Different heads are talking these days on “Arkansas Week,” the venerable public affairs program on the Arkansas Educational Television Network.
The half-hour show, hosted by Arkansas news veteran Steve Barnes, has long highlighted a panel of journalists and political scientists discussing the issues of the day. Those folks include Arkansas Business’ own Lance Turner, no stranger to a TV camera. But grizzled news writers and broadcasters are making way for a new breed of panelists — including politicians, economists and lawyers — under a single-topic approach introduced by producer LaShuan Vaughn early last month.

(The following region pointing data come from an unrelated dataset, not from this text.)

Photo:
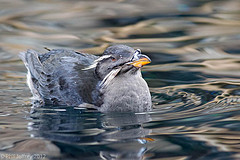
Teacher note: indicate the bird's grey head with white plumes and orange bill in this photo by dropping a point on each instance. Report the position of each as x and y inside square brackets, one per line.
[119, 59]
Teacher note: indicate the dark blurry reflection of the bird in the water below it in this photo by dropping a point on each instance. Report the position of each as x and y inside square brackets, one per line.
[78, 132]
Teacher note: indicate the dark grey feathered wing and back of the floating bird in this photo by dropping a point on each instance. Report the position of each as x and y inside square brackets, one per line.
[58, 78]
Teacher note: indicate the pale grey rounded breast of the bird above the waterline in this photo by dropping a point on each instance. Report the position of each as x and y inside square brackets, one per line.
[126, 93]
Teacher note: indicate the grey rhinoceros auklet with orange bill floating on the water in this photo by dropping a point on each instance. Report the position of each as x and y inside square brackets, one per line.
[111, 82]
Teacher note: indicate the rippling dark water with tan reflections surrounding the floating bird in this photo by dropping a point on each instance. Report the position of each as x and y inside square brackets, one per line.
[194, 79]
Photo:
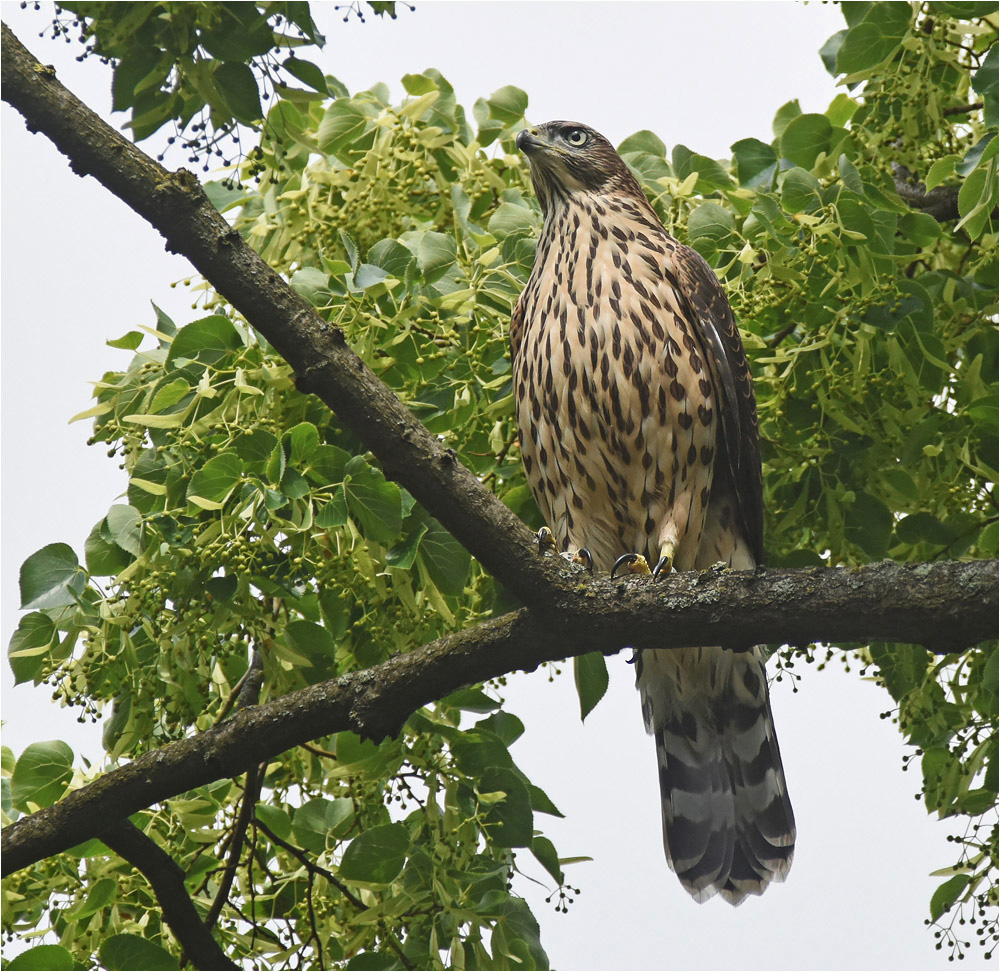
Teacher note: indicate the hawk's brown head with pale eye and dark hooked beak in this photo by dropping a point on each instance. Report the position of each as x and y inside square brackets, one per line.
[567, 157]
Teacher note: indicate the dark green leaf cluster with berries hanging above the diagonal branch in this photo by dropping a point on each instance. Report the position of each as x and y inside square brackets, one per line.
[205, 68]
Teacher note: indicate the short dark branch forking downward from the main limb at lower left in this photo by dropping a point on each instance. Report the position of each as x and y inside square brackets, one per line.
[167, 881]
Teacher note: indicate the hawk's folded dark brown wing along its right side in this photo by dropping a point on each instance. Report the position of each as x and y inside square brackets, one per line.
[709, 311]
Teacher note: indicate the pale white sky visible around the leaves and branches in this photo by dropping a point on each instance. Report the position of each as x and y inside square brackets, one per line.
[79, 268]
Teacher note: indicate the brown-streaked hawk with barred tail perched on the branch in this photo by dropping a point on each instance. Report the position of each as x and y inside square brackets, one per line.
[638, 432]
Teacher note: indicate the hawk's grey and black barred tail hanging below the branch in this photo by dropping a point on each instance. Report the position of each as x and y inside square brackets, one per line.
[728, 825]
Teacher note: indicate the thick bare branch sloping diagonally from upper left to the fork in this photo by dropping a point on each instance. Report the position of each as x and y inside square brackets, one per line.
[175, 204]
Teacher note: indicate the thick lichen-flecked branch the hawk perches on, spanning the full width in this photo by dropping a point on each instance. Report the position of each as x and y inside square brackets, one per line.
[945, 606]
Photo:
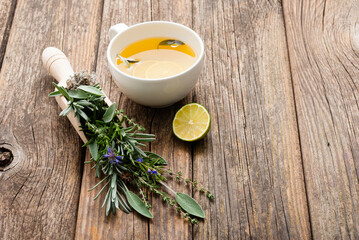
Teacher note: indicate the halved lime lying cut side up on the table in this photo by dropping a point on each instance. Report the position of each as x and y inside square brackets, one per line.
[191, 122]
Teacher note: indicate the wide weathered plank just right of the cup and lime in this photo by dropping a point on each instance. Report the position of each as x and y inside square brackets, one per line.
[251, 157]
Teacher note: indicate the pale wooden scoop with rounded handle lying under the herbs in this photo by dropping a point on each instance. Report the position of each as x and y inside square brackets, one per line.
[57, 64]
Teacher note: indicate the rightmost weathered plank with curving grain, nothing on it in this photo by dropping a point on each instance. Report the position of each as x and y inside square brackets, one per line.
[324, 48]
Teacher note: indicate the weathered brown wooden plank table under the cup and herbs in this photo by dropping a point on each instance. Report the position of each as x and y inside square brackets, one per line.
[281, 84]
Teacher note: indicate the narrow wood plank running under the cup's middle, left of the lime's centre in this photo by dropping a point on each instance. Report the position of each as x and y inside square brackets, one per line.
[168, 224]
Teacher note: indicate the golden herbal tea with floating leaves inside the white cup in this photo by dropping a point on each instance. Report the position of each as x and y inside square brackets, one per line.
[155, 58]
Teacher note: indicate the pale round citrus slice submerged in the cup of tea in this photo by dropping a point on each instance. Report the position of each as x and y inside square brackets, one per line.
[163, 69]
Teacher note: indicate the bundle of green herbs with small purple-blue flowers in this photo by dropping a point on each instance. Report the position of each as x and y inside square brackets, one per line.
[115, 143]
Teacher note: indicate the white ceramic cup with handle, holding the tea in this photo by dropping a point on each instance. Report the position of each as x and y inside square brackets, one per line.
[154, 92]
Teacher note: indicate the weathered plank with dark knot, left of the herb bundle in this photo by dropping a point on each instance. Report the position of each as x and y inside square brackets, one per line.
[39, 194]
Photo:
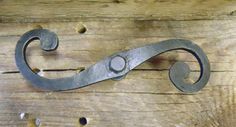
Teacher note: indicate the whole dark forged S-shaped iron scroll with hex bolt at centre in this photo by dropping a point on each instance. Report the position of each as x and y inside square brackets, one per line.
[114, 66]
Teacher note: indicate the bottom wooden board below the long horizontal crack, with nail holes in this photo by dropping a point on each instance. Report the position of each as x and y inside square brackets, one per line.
[148, 100]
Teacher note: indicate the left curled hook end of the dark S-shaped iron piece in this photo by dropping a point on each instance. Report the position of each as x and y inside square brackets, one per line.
[48, 42]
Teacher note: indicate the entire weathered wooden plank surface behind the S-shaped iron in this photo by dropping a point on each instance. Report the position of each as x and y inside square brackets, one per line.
[146, 96]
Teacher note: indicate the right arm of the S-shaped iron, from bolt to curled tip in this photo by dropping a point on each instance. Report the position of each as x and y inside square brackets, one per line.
[180, 70]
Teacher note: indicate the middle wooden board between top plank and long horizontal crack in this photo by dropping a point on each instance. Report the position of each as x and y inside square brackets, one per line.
[106, 37]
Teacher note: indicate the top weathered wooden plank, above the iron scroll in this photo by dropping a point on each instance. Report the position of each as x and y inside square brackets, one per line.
[73, 10]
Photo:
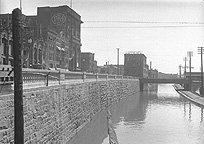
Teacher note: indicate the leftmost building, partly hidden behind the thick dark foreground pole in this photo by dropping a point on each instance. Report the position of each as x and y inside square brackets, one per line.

What’s the thinking? “The program has now been opened up to feature a variety of guests from other fields of expertise” examining “one primary topic on each episode,” Vaughn wrote in an email to the “Arkansas Week Family.”
The show will continue to have news panels, she said, but only once or twice a month.
A Dec. 1 episode on the flood of sexual harassment cases making headlines featured attorneys Carolyn Witherspoon and Philip Kaplan, along with human resources pro Glenda Caton. The Dec. 8 segment had Arkansas House members Vivian Flowers, D-Pine Bluff; David Meeks, R-Conway; and Douglas House, R-North Little Rock, discussing the upcoming fiscal session. Other programs included a look at economic activity heading into the Christmas season with state economists John Shelnutt and Michael Pakko on a panel with consulting economist Charles Venus. Barnes finished the year with one-on-one interviews with Arkansas’ two senators, John Boozman and Tom Cotton.
Among all those shows, the only traditional panel of journalists came on Dec. 15, when the guests were independent journalists Ernest Dumas and Steve Brawner along with Heather Yates, a political science professor at the University of Central Arkansas.